'2000 votes per electorate' needed for Labour win

By Claire Trevett

Labour Party president Moira Coatsworth has told members at the party's Congress to get 2000 more Labour voters in each electorate if they want to win the election. Photo / Brett Phibbs
Labour Party president Moira Coatsworth has told members at the party's Congress to get 2000 more Labour voters in each electorate if they want to win the election. Photo / Brett Phibbs

Labour Party president Moira Coatsworth has told members at the party's Congress to get 2000 more Labour voters in each electorate if they want to win the election.

The Congress began at the Wellington Town Hall this morning with an address by Ms Coatsworth to 450 people before breaking for the first closed door session on the campaign.

Ms Coatsworth said Labour's polling was rising but it needed to turn out 2000 more votes in each electorate. Local members needed to run "sharp" campaigns to get that vote out.

"There is much to be done. Right now campaigning is our relentless focus. We can win."

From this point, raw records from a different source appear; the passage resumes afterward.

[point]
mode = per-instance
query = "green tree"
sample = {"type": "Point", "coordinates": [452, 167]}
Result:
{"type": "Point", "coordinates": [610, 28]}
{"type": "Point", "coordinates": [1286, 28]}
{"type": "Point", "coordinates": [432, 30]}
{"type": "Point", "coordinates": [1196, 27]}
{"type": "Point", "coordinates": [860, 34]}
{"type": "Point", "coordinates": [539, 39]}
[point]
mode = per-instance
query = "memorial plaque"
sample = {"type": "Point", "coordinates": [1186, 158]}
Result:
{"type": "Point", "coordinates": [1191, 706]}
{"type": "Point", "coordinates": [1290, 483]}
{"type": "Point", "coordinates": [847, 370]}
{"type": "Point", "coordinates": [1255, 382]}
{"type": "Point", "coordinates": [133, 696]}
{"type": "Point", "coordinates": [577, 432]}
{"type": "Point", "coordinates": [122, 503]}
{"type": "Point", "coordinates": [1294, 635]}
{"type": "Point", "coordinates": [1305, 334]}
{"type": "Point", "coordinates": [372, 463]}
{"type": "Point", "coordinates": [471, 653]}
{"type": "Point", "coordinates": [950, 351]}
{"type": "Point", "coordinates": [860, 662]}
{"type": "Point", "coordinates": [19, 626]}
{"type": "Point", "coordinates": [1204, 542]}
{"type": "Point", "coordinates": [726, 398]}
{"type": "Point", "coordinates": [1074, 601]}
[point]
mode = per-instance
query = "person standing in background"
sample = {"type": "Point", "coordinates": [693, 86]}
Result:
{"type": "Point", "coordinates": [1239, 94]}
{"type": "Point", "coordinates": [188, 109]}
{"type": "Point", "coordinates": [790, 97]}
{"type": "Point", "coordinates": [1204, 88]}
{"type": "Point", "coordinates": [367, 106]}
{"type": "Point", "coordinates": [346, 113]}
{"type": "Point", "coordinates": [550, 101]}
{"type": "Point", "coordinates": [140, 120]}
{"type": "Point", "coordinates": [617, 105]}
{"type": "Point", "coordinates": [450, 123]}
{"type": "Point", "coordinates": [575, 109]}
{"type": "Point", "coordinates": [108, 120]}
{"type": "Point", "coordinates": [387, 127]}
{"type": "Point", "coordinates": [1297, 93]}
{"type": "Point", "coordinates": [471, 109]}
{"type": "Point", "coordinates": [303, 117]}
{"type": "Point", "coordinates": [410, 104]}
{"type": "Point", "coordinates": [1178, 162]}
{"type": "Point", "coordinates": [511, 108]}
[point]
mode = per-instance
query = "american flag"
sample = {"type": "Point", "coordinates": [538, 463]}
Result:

She said Labour was determined to win back the Te Tai Tokerau seat in the byelection on June 25. Labour's candidate Kelvin Davis will stand against Mana leader Hone Harawira and a Maori Party candidate and as a sign of the effort Labour will put into the campaign,

Mr Davis, rather than a more senior Maori MP, was given the place of responding for the party during the powhiri which kicked the Congress off.

"We are serious about winning back the Maori seats and we have candidates with great mana and determination to lead our Maori seat campaigns," Ms Coatsworth said.

She said she would lead a review of the party organisation after the election, and sent a warning that Labour needed to find talented new candidates outside its main sectoral interest groups. Developing a long term fundraising programme to fund future campaigns was also a priority, although the party was living within its budget.

She also reminded members of the history of the party, saying it had rebuilt New Zealand after the Great Depression and those same valued remained relevant today as inequality grew.

Wellington Central MP and campaign spokesman Grant Robertson opened the Congress with an amusing introduction, noting that the week was marked by two major events, the Budget and the Comedy Festival. He said Finance minister Bill English had prepared a show called Fiddler on the Hoof which he mistakenly delivered in Parliament instead of in the Festival.

He said other Festival skits included Gerry Brownlee's I fought the pie and the pie won, Peter Dunne's Hair Today, Gone Tomorrow and foreign minister Murray McCully's South Pacific "brought to you by the Royal New Zealand Air Force" - a reference to Mr McCully's use of the Air Force to fly to Vanuatu rather than take commercial flights.